Modelling ancient tides: the Upper Carboniferous epi-continental seaway of Northwest Europe



Due to a lack of modern analogues, debate surrounds the importance of tides in ancient epi-continental seas. However, numerical modelling can provide a quantitative means of investigating palaeo-tidality without recourse to analogues. Finite element modelling of the European Upper Carboniferous epi-continental seaway predicts an exceedingly low Lunar tidal range (ca 5 cm in the open water regions of the UK and Southern North Sea). The Imperial College Ocean Model (ICOM) uses finite element methods and an unstructured tetrahedral mesh that is computationally very efficient. The accuracy and sensitivity of ICOM tidal range predictions were tested using bathymetric data from the present-day Mediterranean Sea. The Mediterranean Sea is micro-tidal and varies in depth up to 5·4 km with an average depth of 1–2 km. ICOM accurately predicts the tidal range given both a realistic, but smoothed, bathymetry and a straight sided basin with a uniform depth of 1 km.

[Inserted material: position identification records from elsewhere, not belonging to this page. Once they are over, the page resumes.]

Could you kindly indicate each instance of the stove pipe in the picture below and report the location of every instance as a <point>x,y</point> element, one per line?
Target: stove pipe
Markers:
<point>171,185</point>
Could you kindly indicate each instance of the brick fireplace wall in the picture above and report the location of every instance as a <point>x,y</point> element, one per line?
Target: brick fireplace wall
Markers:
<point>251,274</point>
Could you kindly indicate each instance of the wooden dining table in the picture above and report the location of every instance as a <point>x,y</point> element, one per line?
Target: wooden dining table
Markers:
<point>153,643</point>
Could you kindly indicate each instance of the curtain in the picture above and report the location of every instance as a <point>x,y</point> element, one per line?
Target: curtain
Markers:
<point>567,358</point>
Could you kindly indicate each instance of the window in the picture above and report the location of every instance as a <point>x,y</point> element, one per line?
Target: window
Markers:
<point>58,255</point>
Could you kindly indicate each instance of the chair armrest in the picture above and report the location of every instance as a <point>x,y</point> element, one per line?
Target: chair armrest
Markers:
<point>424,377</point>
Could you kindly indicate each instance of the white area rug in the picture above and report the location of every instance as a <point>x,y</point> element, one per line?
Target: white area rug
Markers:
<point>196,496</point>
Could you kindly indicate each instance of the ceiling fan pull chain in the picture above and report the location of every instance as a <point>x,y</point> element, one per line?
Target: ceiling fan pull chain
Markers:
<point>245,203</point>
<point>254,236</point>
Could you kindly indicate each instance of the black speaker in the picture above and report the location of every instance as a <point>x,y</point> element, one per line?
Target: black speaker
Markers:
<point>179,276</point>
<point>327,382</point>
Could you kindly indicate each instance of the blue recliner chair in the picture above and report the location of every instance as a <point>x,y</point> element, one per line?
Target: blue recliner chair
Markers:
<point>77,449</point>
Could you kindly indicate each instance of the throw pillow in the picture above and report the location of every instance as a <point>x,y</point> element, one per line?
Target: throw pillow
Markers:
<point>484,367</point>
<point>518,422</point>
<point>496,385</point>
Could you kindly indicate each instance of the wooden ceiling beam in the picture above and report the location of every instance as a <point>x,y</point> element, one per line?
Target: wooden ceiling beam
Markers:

Variation in uniform depth from 100 to 3000 m with and without islands consistently predicts micro-tidality, demonstrating that the model is robust and the effect of bathymetric uncertainty on model output is relatively small. The extremely low tidal range predicted for the European Upper Carboniferous is thus deemed robust. Putative Upper Carboniferous tidal deposits have been described in the UK and southern North Sea, but are represented by cyclic rhythmites and are limited to palaeo-estuaries. Calculations based on an embayed coast model show that the tidal range could have been amplified to ca 1 m in estuaries and that this is sufficient to form cyclic rhythmites. Without tidal mixing, the tropical equatorial heat and salinity enhancement would promote stratification in the open water body. The introduction of organic matter probably caused anoxia, biotic mortality and carbon accumulation, as evidenced by numerous black ‘marine-band’ shales.